Notice that each correct digit increases the runtime slightly-classic timing side channel behavior.
Write a script (pwntools + `time.perf_counter`) to brute-force each position, then submit the final PIN to the remote service.
wget https://artifacts.picoctf.net/c/74/pin_checker
chmod +x pin_checker
echo "11111111" | time ./pin_checker
python3 solve_pin.py
nc saturn.picoctf.net 53639
Solution
- Step 1Confirm the timing leakRunning `echo "11111111" | time ./pin_checker` and then tweaking one digit shows the runtime grows whenever the prefix is correct. That leak lets us learn each digit sequentially.

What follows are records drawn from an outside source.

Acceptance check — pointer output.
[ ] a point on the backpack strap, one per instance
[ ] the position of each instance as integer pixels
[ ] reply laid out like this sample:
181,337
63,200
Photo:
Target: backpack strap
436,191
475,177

- Step 2Automate the measurementUse pwntools (or direct `subprocess`) to spawn the checker, send a candidate PIN, and measure the elapsed time with `time.perf_counter()`. For each position 0–7, test digits 0–9 and keep whichever produced the longest runtime, then lock it in before moving to the next index.
- Step 3Redeem the PINAfter the script prints the full PIN, connect to `nc saturn.picoctf.net 53639`, enter the recovered code when prompted, and the service responds with the flag.
Flag
picoCTF{t1m1ng_4tt4ck_914c...}
Timing side channels are powerful-even without reading the binary, runtime differences disclosed the entire secret.